On the 9th of February this year, the BBC made an announcement that lead me to write this post because it made me feel so disheartened. The announcement concerned the number of female comedians that are present on panel shows broadcast by the BBC and proposed that all new episodes of programmes like Mock The Week, Have I Got News For You and QI will have at least one woman each. The statement given by Danny Cohen, Director of Television at the BBC, that contained the proposal, was not taken well by comedians and the general public alike. As I explained in my post at the time, this was mainly because of the patronising nature of the new rule and I worried immensely about the effect this will have on female comedians and their audiences.
It is now five months later and the first half of Mock The Week series thirteen has been and gone. As promised, there has been one female comic on each of the six episodes so far and, as a result, I personally think it’s been one of the best series yet. This is because many wonderful comedians have been given the chance to appear on the show where they may not have been able to before, and many of them have been women. Now, I completely stand by the concerns I expressed in my previous post and still fear they are just as valid: I am very uncomfortable with the idea of a ‘token woman’ on such programmes and it’s always going to be an issue because of Cohen’s statement.
However, despite my worries, when I focus purely on the entertainment; when I pretend I don’t know why there are suddenly more women on Mock The Week, I thoroughly enjoyed the series. It made me incredibly happy to see some of my favourite female comedians make their Mock The Week debut, such as Angela Barnes and Sara Pascoe, and to see the wonderful Katherine Ryan make her fourth appearance on the show (an impressive achievement, looking at the statistics for such a programme). Not only were there many new female faces (also including Susan Calman and Tiff Stevenson), but I was also delighted to see one of my favourite male comedians appear on his second, third, fourth AND fifth episode: the hilarious Romesh Ranganathan.
So there have been six episodes in this half of the series and that means there have been six female comedians who got some screen time who may not have got it otherwise, and this has to be a good thing. I did some research and discovered that series eleven had five different female comedians throughout the whole of the twelve episodes: Jo Caulfield, Zoe Lyons, Ava Vidal, Andi Osho and Katherine Ryan. Likewise, series twelve only showed three on all eleven episodes and they were Ava Vidal, Katherine Ryan and Holly Walsh.
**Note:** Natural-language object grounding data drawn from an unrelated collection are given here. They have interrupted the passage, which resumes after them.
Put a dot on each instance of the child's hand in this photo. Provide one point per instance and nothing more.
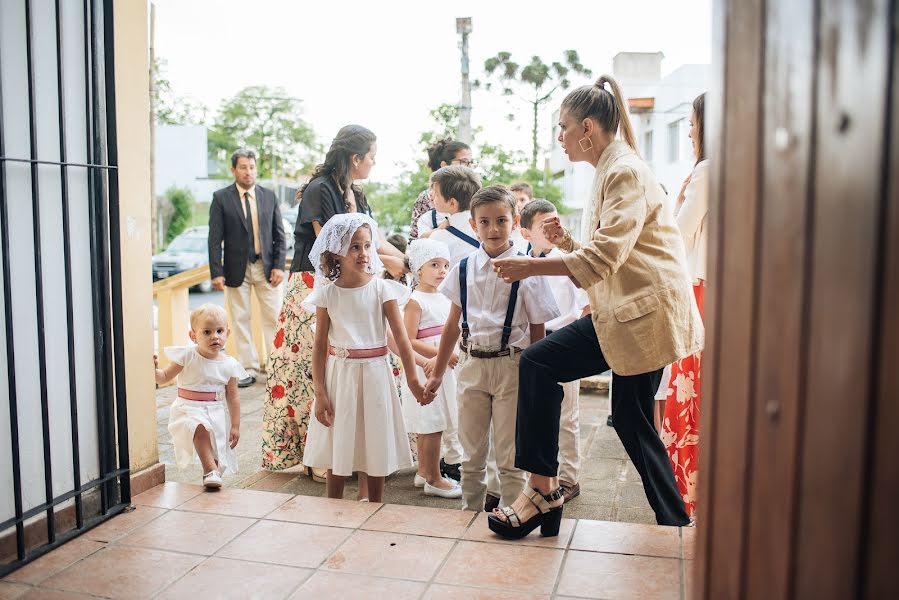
(429, 365)
(419, 392)
(324, 412)
(553, 230)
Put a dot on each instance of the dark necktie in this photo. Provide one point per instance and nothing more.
(252, 239)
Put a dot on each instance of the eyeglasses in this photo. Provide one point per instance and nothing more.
(465, 162)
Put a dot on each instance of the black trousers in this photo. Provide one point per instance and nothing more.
(572, 353)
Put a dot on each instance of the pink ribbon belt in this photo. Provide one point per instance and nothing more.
(429, 332)
(197, 396)
(357, 352)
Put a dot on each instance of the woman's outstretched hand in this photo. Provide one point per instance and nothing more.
(553, 231)
(513, 269)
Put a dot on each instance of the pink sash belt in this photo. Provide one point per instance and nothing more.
(429, 332)
(357, 352)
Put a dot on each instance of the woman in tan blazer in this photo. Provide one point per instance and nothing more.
(643, 314)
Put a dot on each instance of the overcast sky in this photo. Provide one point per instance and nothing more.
(386, 64)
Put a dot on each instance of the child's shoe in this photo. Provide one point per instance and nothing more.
(453, 492)
(212, 480)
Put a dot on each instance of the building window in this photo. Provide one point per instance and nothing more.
(674, 141)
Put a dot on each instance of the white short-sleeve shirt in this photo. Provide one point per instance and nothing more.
(459, 249)
(488, 299)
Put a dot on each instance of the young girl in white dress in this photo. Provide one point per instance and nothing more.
(358, 423)
(424, 316)
(202, 425)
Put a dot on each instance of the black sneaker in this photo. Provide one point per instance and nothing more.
(450, 470)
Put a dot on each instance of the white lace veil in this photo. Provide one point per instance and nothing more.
(423, 251)
(335, 238)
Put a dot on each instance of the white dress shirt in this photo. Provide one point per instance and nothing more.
(692, 220)
(459, 249)
(488, 300)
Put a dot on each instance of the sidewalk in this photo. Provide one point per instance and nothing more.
(610, 486)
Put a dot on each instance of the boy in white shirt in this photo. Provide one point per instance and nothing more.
(498, 320)
(451, 191)
(573, 304)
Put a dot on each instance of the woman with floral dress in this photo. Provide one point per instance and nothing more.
(289, 391)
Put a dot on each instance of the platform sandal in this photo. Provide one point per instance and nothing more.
(548, 518)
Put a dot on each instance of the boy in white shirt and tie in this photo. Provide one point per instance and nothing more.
(573, 304)
(498, 320)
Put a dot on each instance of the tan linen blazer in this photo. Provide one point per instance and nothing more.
(634, 269)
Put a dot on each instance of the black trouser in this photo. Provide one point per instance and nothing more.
(572, 353)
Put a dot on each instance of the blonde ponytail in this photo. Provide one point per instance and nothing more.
(604, 105)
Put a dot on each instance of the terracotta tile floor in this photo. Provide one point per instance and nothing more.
(180, 542)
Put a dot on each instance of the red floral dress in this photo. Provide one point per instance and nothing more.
(289, 389)
(680, 426)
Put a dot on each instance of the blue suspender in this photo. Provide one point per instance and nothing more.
(463, 296)
(464, 236)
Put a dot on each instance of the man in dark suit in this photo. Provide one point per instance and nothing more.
(245, 219)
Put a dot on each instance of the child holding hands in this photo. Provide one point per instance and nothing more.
(358, 423)
(200, 423)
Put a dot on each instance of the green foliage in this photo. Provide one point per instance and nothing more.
(169, 109)
(182, 202)
(271, 123)
(534, 83)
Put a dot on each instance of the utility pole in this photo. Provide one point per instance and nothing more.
(463, 27)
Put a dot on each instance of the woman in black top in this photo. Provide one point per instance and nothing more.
(289, 391)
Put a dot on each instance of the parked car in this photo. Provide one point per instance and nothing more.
(190, 250)
(187, 251)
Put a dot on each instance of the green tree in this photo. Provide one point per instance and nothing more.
(534, 83)
(182, 203)
(269, 121)
(170, 109)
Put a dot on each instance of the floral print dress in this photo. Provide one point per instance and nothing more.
(289, 390)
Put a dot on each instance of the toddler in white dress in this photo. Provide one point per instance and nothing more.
(204, 419)
(424, 316)
(358, 423)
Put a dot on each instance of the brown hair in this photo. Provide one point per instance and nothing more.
(460, 183)
(523, 186)
(351, 140)
(444, 150)
(699, 119)
(530, 211)
(605, 106)
(493, 194)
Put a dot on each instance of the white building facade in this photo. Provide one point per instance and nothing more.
(659, 109)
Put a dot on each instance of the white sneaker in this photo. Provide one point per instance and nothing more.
(454, 492)
(212, 480)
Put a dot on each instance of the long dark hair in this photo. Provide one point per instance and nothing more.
(699, 118)
(604, 105)
(351, 140)
(444, 150)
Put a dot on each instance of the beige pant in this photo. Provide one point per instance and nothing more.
(570, 433)
(237, 301)
(488, 394)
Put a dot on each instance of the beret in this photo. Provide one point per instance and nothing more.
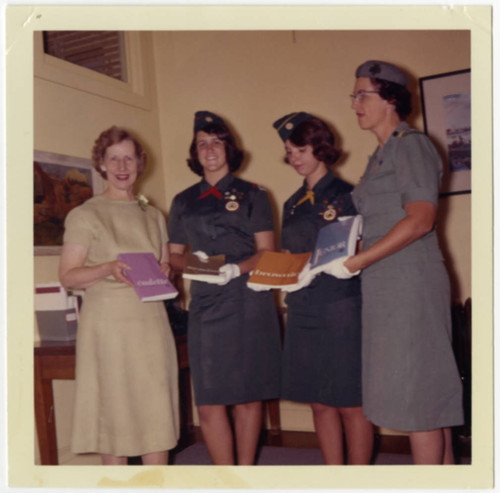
(384, 71)
(287, 124)
(205, 118)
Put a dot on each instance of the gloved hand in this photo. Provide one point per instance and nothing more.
(305, 278)
(201, 255)
(339, 270)
(228, 272)
(258, 287)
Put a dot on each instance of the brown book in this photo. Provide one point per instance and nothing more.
(278, 270)
(203, 270)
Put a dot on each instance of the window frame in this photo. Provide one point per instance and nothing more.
(135, 91)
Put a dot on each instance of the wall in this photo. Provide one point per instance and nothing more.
(251, 78)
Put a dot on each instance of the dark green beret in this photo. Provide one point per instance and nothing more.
(287, 124)
(205, 118)
(384, 71)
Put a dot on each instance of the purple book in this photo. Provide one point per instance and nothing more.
(149, 281)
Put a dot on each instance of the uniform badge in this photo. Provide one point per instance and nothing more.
(232, 206)
(330, 214)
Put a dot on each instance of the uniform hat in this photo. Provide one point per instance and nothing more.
(384, 71)
(287, 124)
(205, 118)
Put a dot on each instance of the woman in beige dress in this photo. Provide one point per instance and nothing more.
(126, 400)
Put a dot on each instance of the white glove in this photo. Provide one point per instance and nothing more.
(228, 272)
(201, 255)
(339, 270)
(305, 278)
(258, 287)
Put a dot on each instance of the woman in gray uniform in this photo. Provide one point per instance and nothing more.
(322, 349)
(410, 379)
(233, 332)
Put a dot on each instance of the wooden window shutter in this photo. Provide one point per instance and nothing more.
(101, 51)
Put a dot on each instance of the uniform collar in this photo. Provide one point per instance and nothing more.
(323, 183)
(402, 127)
(221, 185)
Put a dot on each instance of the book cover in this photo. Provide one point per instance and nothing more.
(278, 270)
(149, 281)
(206, 270)
(334, 241)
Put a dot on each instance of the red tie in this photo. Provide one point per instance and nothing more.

Despite the humiliation of the extremely concentrated ‘positive discrimination’ that women (including the public as well as comedians) are being force-fed with, it is undeniable that Mock The Week is a better show because of it, I just wish it hadn’t been done so blatantly, before everyone’s eyes.
In February, I was made to feel embarrassed for being a girl. I felt like female comedians were being held up under a spotlight and examined; pitied. And it made me feel really helpless because if this is the only way for women to get an equal amount of time on panel shows, there is something very wrong with the world. But the effects seem to be wearing off and hopefully many people haven’t even noticed the change, which shows how unnatural it was to have so little female comedians on Mock The Week in the past.
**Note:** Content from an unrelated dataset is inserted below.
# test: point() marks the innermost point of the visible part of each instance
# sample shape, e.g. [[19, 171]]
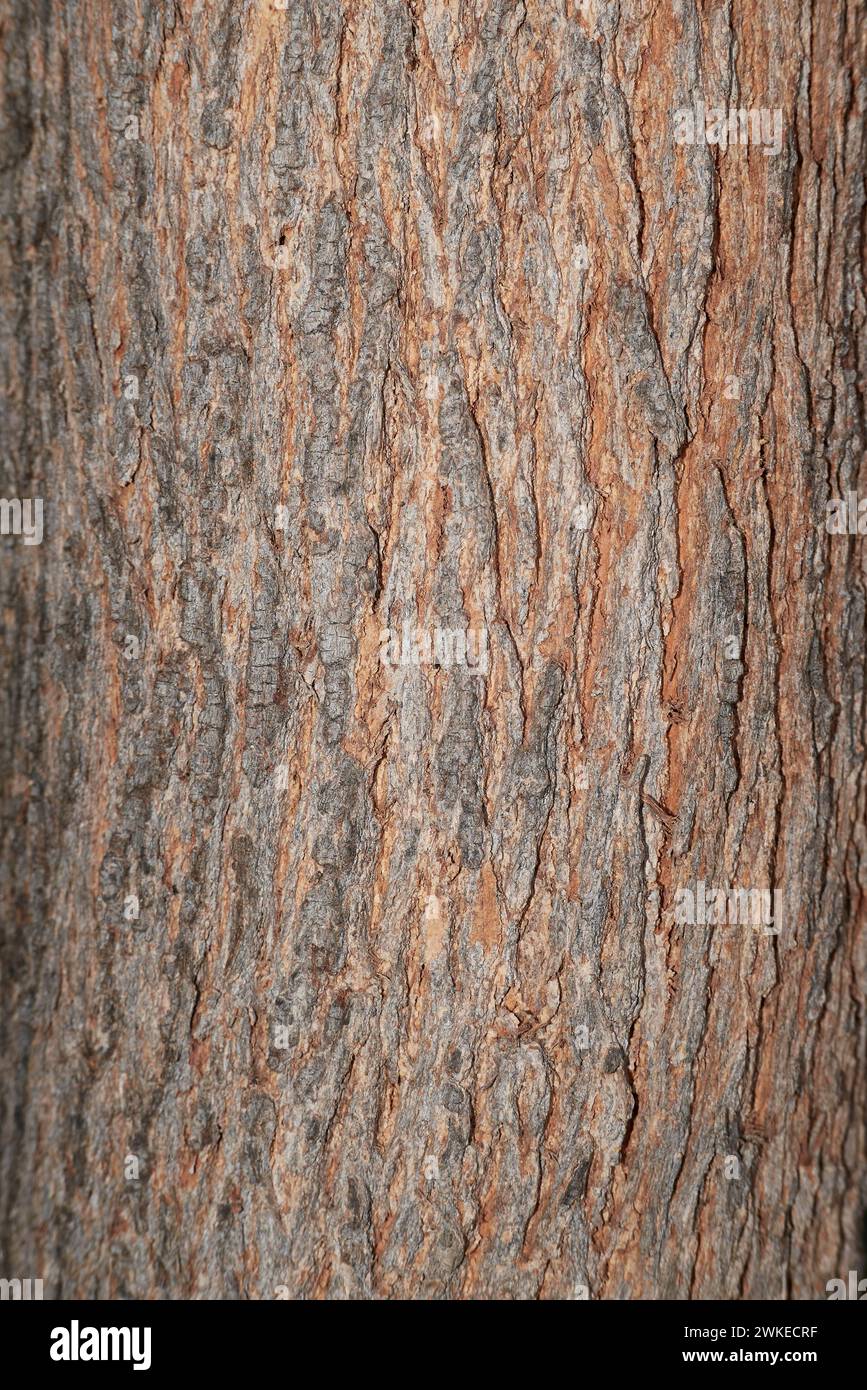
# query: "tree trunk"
[[436, 603]]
Anyway, I don’t want this to be a negative post because I think the nation’s memory of Danny Cohen’s statement has faded considerably since February and I’d like to hope it stays like that. In general, the changes that have been made to the running of Mock The Week seem to be extremely positive and I hope this signals the start of some kind of panel-show-revolution.
PS. Another thing I noticed was that the female comic was always in the middle chair on Andy Parson’s team and that has intrigued me as I can’t think of a reason for that being so. If anyone can enlighten me as to why, that would be much appreciated.